Après avoir touché les infirmières, «la manie de se référer à des agences privées ou à des services privés s'est répandue aussi à d'autres titres d'emploi», explique Francine Lévesque, présidente de la Fédération de la santé et des services sociaux (FSSS) de la CSN. Ce syndicat regroupe 100 000 travailleurs de la santé, en plus de 8000 infirmières.

Québec a ainsi versé plus de 230 millions en 2009-2010 aux agences privées pour les services d'infirmières et d'inhalothérapeutes, par exemple — ces métiers entrent dans la même catégorie d'emploi.

La même année, 194 millions ont servi à embaucher temporairement d'autres travailleurs pour le réseau. Ainsi, le quart de ce montant a permis de «louer» les services de personnel de bureau et de professionnels de l'administration.

«Chez le personnel de bureau, c'est assez extraordinaire, des fois, de constater qu'ils se retrouvent en pénurie de secrétaires médicales — qu'ils en trouvent dans les agences, mais ne veulent pas les embaucher dans les établissements», illustre Mme Lévesque.

Au total, pour toutes les catégories d'emploi, il s'agit d'une facture de 425 millions en 2009-2010, comparativement à 210 millions en 2005-2006. En cinq ans, Québec aura ainsi versé aux différentes agences de main-d'oeuvre indépendante dans le secteur de la santé plus de 1,5 milliard.

Les syndicats du secteur de la santé qualifient ces données d'«effarantes» et de «honteuses», plaidant que des centaines de millions de dollars en fonds publics sont ainsi gaspillés.

Mais le ministère de la Santé, lui, se veut rassurant. La «légère» hausse de la facture en 2009-2010 — atteignant 57,5 millions — a été causée par la campagne de vaccination contre la grippe H1N1, soutient Noémie Vanheuverzwijn, une porte-parole.

Une explication que Régine Laurent, présidente de la Fédération interprofessionnelle de la santé du Québec (FIQ), rejette du revers de la main comme une excuse parmi d'autres. La FIQ représente près de 60 000 membres, soit la grande majorité des professionnelles en soins infirmiers et cardiorespiratoires oeuvrant dans les établissements publics québécois.
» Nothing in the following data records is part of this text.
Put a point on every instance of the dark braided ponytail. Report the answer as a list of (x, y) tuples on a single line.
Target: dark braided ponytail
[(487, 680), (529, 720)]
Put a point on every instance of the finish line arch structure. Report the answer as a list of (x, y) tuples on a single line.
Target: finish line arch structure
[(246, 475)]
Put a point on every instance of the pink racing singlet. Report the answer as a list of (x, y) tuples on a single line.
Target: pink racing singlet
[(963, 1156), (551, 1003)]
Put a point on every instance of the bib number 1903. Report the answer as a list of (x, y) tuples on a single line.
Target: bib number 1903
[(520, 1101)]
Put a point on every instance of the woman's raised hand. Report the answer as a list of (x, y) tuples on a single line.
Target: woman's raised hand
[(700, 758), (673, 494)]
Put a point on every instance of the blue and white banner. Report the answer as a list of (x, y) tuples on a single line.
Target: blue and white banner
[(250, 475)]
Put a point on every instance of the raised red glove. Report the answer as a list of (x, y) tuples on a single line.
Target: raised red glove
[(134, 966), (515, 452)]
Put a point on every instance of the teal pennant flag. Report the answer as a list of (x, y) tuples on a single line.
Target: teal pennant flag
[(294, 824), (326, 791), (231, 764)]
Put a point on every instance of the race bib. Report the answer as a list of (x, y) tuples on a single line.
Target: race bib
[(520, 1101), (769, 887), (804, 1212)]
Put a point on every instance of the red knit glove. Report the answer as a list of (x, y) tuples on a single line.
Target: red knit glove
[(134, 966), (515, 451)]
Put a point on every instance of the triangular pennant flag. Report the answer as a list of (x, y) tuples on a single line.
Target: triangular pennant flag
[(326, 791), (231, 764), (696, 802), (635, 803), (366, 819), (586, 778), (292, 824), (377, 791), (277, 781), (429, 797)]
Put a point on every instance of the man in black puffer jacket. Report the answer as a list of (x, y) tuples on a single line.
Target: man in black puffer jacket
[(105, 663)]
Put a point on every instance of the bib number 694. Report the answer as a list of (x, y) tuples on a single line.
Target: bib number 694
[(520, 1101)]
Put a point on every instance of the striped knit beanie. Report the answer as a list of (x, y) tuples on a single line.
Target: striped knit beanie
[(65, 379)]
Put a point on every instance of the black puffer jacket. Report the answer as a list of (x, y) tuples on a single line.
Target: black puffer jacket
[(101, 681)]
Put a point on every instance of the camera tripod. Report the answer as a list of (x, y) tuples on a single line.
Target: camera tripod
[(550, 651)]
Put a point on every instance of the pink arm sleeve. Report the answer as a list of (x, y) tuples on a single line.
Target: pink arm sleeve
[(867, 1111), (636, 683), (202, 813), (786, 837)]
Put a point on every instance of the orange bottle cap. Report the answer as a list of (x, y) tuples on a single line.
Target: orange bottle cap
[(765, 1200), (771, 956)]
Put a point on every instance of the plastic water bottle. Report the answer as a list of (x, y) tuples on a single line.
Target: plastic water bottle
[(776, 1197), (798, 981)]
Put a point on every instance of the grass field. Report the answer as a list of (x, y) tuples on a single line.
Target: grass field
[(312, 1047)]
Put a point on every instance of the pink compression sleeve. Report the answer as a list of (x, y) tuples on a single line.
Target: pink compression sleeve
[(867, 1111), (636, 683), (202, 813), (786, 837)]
Selon Mme Laurent, l'utilisation du personnel indépendant crée un cercle vicieux qui fait naturellement accroître les dépenses. «Quand ce monde-là arrive des agences, ce sont souvent les fidèles du réseau qui vont prendre les patients les plus lourds. Il faut en plus qu'ils leur expliquent comment ça fonctionne.»

«Ils sont un peu tannés de faire ça et de savoir en plus que cette personne-là est payée plus cher et qu'en plus, elle n'est pas obligée de faire des heures supplémentaires.»

La part des heures travaillées par la main-d'oeuvre indépendante dans le réseau a augmenté de près de 50 % en cinq ans, passant de 2,4 % à 3,4 % de 2005 à 2009.

«On trouve que les chiffres qui sont présentés sont effarants. C'est un fléau qu'on veut enrayer et, pour ça, ça prend une volonté claire, une volonté ferme. Et de notre côté, on l'a», lance Francine Lévesque, de la FSSS-CSN.

Mme Laurent croit que ce ne sont pas seulement les syndiqués de la santé qui devraient s'insurger devant ces méthodes de gestion des ressources humaines. «C'est épouvantable. Moi, comme citoyenne payant des taxes et des impôts au Québec de bonne foi, je ne comprends pas que mon gouvernement dilapide comme ça mon argent. Je ne comprends pas», dit-elle.

Selon les études menées par son syndicat, chaque heure travaillée par une infirmière indépendante peut coûter 30 % de plus qu'une heure travaillée par une employée de l'hôpital. Au ministère, on croit qu'il faut plutôt diviser ce chiffre par deux actuellement, selon les chiffres les plus récents.

Mme Laurent dénonce l'attitude du ministre de la Santé, Yves Bolduc, dans ce dossier, tout en se félicitant de lui avoir fait accepter un plan de réduction de la main-d'oeuvre indépendante.

D'ici cinq ans, les hôpitaux dont les employés sont syndiqués avec la FIQ devront diminuer de 40 % leur recours aux agences privées, en vertu de l'accord conclu l'hiver dernier entre le ministre et le syndicat.

«Ç'a été long, ç'a été long, c'est terrible», se souvient Mme Laurent. «On va voir dans les mois qui suivent à quel point le gouvernement était sérieux.»

Le ministre Yves Bolduc n'a pas rappelé La Presse canadienne.